Stymied and disoriented. That’s one way to describe the state of the immune system in some patients with cancer. T cells revved up to attack tumors are turned into an army of loiterers. Cells keenly attuned to signals of infection or disease fail to pick up the faint notes of cancer.
A clinical trial led by Dana-Farber researchers is addressing both of these issues in patients who have undergone surgery for kidney cancer but have a high risk of recurrence. Patients in the trial receive the latest generation of NeoVax, a personalized vaccine made from tiny bits of each patient’s tumor cells. They also are treated with a local injection of an immune checkpoint inhibitor, which liberates a specific group of T cells to take up an assault on tumor cells.
In the words of David Braun, MD, PhD, the principal investigator of the trial (with Toni Choueiri, MD, and Patrick Ott, MD, PhD), “the checkpoint inhibitor releases the brakes on the immune response while the personalized vaccine makes it possible to steer the immune system specifically to a patient’s tumor.”

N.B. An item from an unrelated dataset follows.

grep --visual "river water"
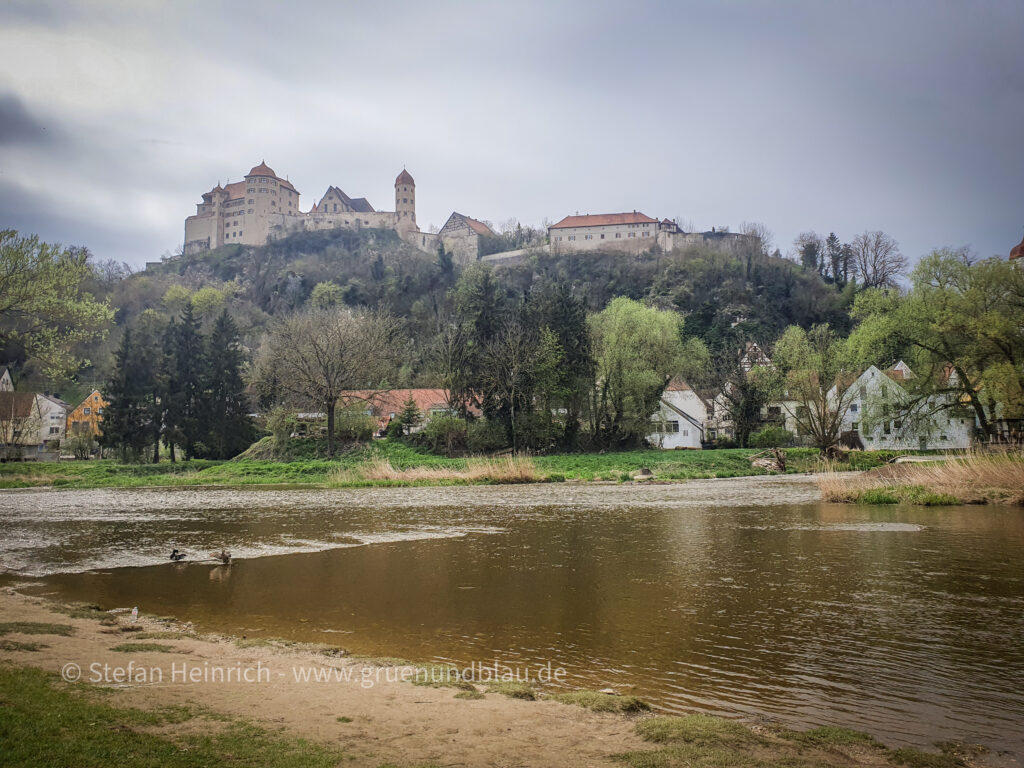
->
[0,476,1024,760]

The dual approach seeks to improve on the results achieved by either treatment alone. Checkpoint inhibitors, which have transformed the treatment of some cancers, have had little success against others. NeoVax, developed by Dana-Farber’s Catherine Wu, MD, and her colleagues, has performed well in clinical trials, but its potential has only begun to be explored.
Patients with advanced kidney cancer are in need of better treatments to prevent the return of their disease — and particularly stand to benefit from this combination, Braun remarks.

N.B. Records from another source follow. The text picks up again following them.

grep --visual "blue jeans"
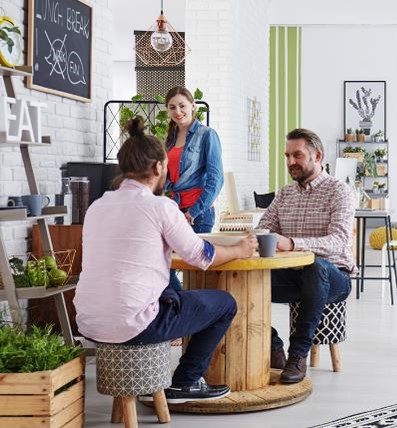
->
[125,286,237,386]
[272,257,351,358]
[169,207,215,290]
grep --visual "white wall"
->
[186,0,269,209]
[0,0,113,254]
[269,0,397,219]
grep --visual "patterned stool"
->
[96,342,171,428]
[289,300,346,372]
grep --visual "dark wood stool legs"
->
[152,390,171,424]
[310,343,342,372]
[111,390,171,428]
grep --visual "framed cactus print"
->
[343,80,386,141]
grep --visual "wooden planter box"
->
[0,358,85,428]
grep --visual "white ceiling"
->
[112,0,187,61]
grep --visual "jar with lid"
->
[70,177,90,224]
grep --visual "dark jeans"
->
[125,286,237,386]
[170,207,215,290]
[272,257,351,358]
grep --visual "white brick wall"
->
[0,0,113,254]
[186,0,269,214]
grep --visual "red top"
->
[168,146,203,208]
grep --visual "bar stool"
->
[381,240,397,297]
[289,300,346,372]
[355,210,397,305]
[96,342,171,428]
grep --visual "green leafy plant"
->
[374,149,387,159]
[363,151,376,177]
[0,322,84,373]
[0,25,21,53]
[120,88,208,142]
[343,146,365,153]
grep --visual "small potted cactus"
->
[345,128,354,143]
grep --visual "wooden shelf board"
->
[0,132,51,147]
[0,65,32,76]
[0,284,77,300]
[0,206,67,221]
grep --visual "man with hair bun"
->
[74,118,257,403]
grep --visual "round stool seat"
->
[96,342,171,397]
[290,300,346,345]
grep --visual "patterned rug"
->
[311,404,397,428]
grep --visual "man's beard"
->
[290,167,315,184]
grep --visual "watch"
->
[0,16,22,67]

“Even after surgery to remove the kidney, where a patient might have no evidence of disease on imaging, patients with stage III or IV cancer are at high risk of recurrence. Right now, the tools we have to lower that risk are limited.”
Richard Boylan is one of those who, in the absence of the trial, would have faced a dearth of options to prevent his cancer from coming back. Diagnosed with stage III kidney cancer in mid-2019, Boylan, 67, learned about the trial from his local surgeon.
“He explained that the trial would be integrated with the surgery,” says Boylan, of Holliston, Mass. “When the tumor was removed in October, it was sent to Dana-Farber for analysis.”
At the Institute, technicians sequenced the DNA in the tumor and in a sample of Boylan’s blood to identify the genetic changes that distinguished the tumor cells from the body’s normal cells. Specialists used bioinformatics to predict which of these changes, or mutations, were most likely to trigger an immune response.
“We pick the top 20 targets and make millions of copies of each one — in the form of peptides, short chains of amino acids, that stimulate the immune system,” Braun explains. “We then inject these peptides, which constitute the NeoVax vaccine, into patients.”
The peptides are paired with low doses of a local injection of a checkpoint inhibitor. “The hope is we can lift the brakes just enough to stir the immune response without producing adverse effects,” Braun notes.
In February and June of 2020, Boylan underwent leukapheresis procedures, which separate out white blood cells from the rest of the blood. The first one was done prior to treatment with NeoVax, the second one after. Each sample of white blood cells would be mixed with tumor cells in what Boylan calls a laboratory “cage match” to see if the cells in the second sample, enriched with tumor cell peptides, mount a fiercer attack on the cancer than cells in the first sample.
The trial itself involved “a lot of shots, a lot of needles, over an extended period,” Boylan remarks, adding, “I am not a big fan of needles.”
At each treatment session, Boylan received three shots in each arm and each leg. Two of those three shots consisted of the peptides, the other was an immune stimulant. (The trial involves targeting many different mutations or neoantigens; hence the injections in each limb.)
The only noteworthy side effect, Boylan says, came when he was receiving the vaccine every week.
“Some of them would knock me back for at least 24 hours — it felt like having the flu. But, honestly, the side effects from my most recent shingles shot were worse than those from the vaccine.”
The trial is supported by Gateway for Cancer Research, and the laboratory-based research is supported by the Department of Defense Congressionally-Directed Medical Research Program. As the trial is still underway, effectiveness of the regimen hasn’t been analyzed, but Boylan has picked up some promising signs.
“For some patients, there’s a 40% risk of recurrence over an extended period of time,” he says, “but you can tell by the enthusiasm you hear in talking to the doctors how well the study is going.”